The Australian Department of Foreign Affairs and Trade (DEFAT) released a report on behalf of The Papua New Guinea’s National Cyber Security Centre that the data centre has outdated equipment and maintenance issues and glaring errors that opened the facility up to spying. PNG Government asked the Australian government for funding assistance to maintain it but the Australian government rejected it and advised the PNG Government to build a new one.

Australia presence in the domestic scene was the joint funding assistance for the PNG National Cyber Security Centre and was still at bay even though they funded the Coral Sea Cable project while the two key infrastructures KSCNP and Data Centre with PNG Data Co has ties with China in terms  funding, construction and technical equipment.

3. Buy out of Digicel Pacific Assets By Telstra.

In early 2020  Irish businessman Denis O’Brien ran into debt and May 2020, he filed for bankruptcy and put Digicel Pacific assets on sale. There various media reports indicated Chinese companies were interested in it.  Australian government was interested and was willing to put in US$1.5 billion and Telstra , Australia’s largest mobile network paying the remaining balance.

Eventually Digicel was sold to Telstra for $1.85 billion. as reported by Irish Times newspaper.  The Australian government’s involvement in the deal was seen as way to contain China in the Pacific.

This deal means that Telstra then becomes biggest player in the telecommunications industry in Papua New Guinea domestically.

Finance Department Ransomware Attack

With these developments in the background, the Department of Finance’s Integrated Financial Management (IFMS) as Ransomware Attack on October 22, 2020.
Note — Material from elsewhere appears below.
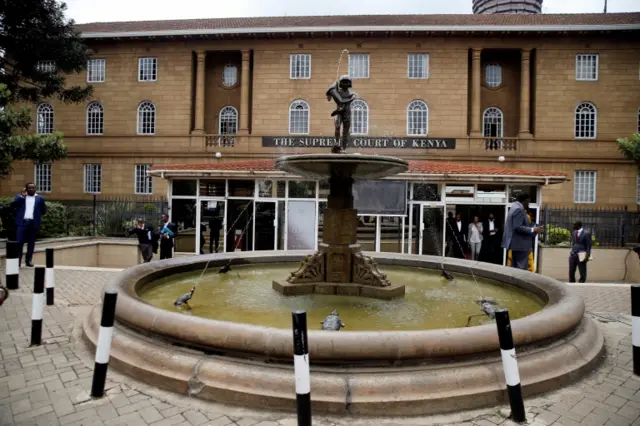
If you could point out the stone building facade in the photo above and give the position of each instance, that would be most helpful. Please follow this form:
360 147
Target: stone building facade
546 92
The Ransomware attack hampered the “government’s access to foreign aid, its ability to pay cheques and carry out other basic functions “

Although the Finance Minister John Pundari announced that the system was restored and no ransom money was paid to the attackers, there is very little information released to the media about the extend and value of damage.  Then the issue was watered down by the Parliament National Budget 22 sitting and it’s related debates.

Then in the Budget Parliament session  the government introduced a new Tax Levy which will heavily tax Digicel and Bank South Pacific and it will be implemented in the later part of next year after the National General Elections.

This will directly affect Telstra’s operation in the country, according to current Digicel PNG’s CEO.

With these developments in the Telecommunications sector, it is crucial for the government of PNG to really look at how it’s going to manage it’s crucial government big data working with reliable technology partners to protect it’s national digital assets. Securing national data is a national issue and not a diplomatic nor corporate business matter dedicated by individual business decisions of corporate organizations. A lot more things of national importance are at stake than doing patch work to prevent another ransomware attack from happening.